Data set 3- Cheese data

Load data

library(dplyr)
## Warning: package 'dplyr' was built under R version 4.4.2
## 
## Attaching package: 'dplyr'
## The following objects are masked from 'package:stats':
## 
##     filter, lag
## The following objects are masked from 'package:base':
## 
##     intersect, setdiff, setequal, union
library(stringr)
library(tidyr)
library(ggplot2)
## Warning: package 'ggplot2' was built under R version 4.4.2
library(forcats)

url <- "https://raw.githubusercontent.com/j-song-npc/607-Project-2-/refs/heads/main/cheeses.csv"
cheeses_df <- read.csv(url) 
View(cheeses_df)

Separate columns

cheeses <- cheeses_df %>%
  separate(country, into = c("country1", "country2", "country3", "country4", "country5", "country6", "country7", "country8"), sep = ",", fill = "right")


max_milk <- cheeses %>%
  mutate(milk = str_count(milk, ",") + 1) %>%
  summarize(max(milk)) %>%
  pull()

cheeses <- cheeses %>%
  separate(milk, into=c("milk1", "milk2", "milk3", "milk4"), sep = ",", fill = "right")

max_texture <-cheeses_df %>%
  mutate(texture = str_count(texture, ",") +1 ) %>%
  summarize(max(texture)) %>%
  pull()

cheeses <- cheeses %>%
  separate(texture, into=paste0("texture",1:max_texture), sep = ",", fill= "right")


max_type <- cheeses_df %>%
  mutate(type = replace_na(type, "")) %>%
  mutate(type = str_count(type, ",") +1) %>%
  summarize(max(type)) %>%
  pull()

cheeses <- cheeses %>%
  separate(type, into=paste0("type",1:max_type), sep= ",", fill="right")


max_flavor <- cheeses_df %>%
  mutate(flavor = replace_na(flavor, "")) %>%
  mutate(flavor = str_count(flavor, ",") +1) %>%
  summarize(max(flavor)) %>%
  pull()

cheeses <- cheeses %>%
  separate(flavor, into=paste0("flavor",1:max_flavor), sep= ",", fill="right")

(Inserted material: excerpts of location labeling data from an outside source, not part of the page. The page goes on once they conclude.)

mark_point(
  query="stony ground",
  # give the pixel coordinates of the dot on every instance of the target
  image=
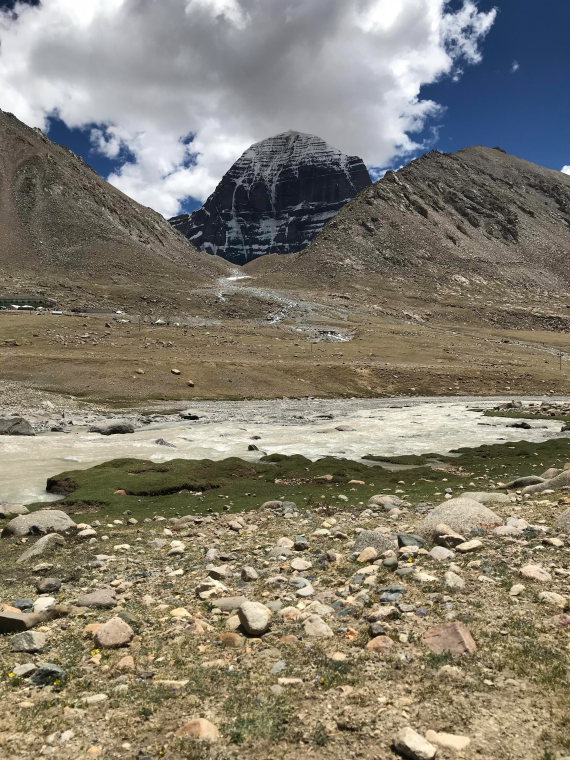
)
(340, 652)
(103, 358)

max_aroma <- cheeses_df %>%
  mutate(aroma = replace_na(aroma, "")) %>%
  mutate(num_aroma = str_count(aroma, ",") +1) %>%
  summarize(max(num_aroma)) %>%
  pull()

cheeses <- cheeses %>%
  separate(aroma, into=paste0("aroma",1:max_aroma), sep= ",", fill="right")


max_alt <-cheeses_df %>%
  mutate(alt_spellings = replace_na(alt_spellings, "")) %>%
  mutate(alt_spellings = str_count(alt_spellings, ",") +1 ) %>%
  summarize(max(alt_spellings)) %>%
  pull()

cheeses <- cheeses %>%
  separate(alt_spellings, into=paste0("alt_spellings",1:max_alt), sep = ",", fill= "right")

Clean table

cheeses <- cheeses %>%
  mutate(across(where(is.character), ~ str_replace_all(., ",", ""))) %>%  
  mutate(across(where(is.character), ~ str_trim(.))) %>% 
  mutate(across(where(is.character), ~ na_if(., ""))) 

Analysis

For my analysis, I wanted to see the flavor profiles by country. Since there are too many countries, I will evaluate the top countries that have the greatest variety of flavors.

cheeses_long <- cheeses %>%
  pivot_longer(cols = starts_with("flavor"),
               names_to = "flavor_type",
               values_to = "flavor", 
               values_drop_na = TRUE) %>%
  pivot_longer(cols= starts_with("Country"),
               names_to= "Country_num",
               values_to = "Country",
               values_drop_na = TRUE) %>%

  mutate(country_combined = case_when(
    Country %in% c("United Kingdom", "Great Britain", "Wales", "Scotland", "England") ~ "United Kingdom", 
    Country %in% c("Netherlands", "Holland") ~ "Netherlands",
    TRUE ~ Country))

Plot

cheese_flavor <- cheeses_long %>%
  group_by(country_combined) %>%
  summarize(flavor_count = n_distinct(flavor), .groups = "drop") %>%
  arrange(desc(flavor_count)) %>%  
  top_n(10, flavor_count)

ggplot(cheese_flavor, aes(x = reorder(country_combined, flavor_count), y = flavor_count, fill = country_combined)) +
  geom_bar(stat = "identity") +
  theme_minimal() +
  labs(title = "Top 10 Countries with the Most Unique Cheese Flavors",
       x = "Country",
       y = "Number of Unique Flavors") +
  coord_flip()

Conclusion

From the data, we can see that the cheese from the UK has the most amount of unique flavors.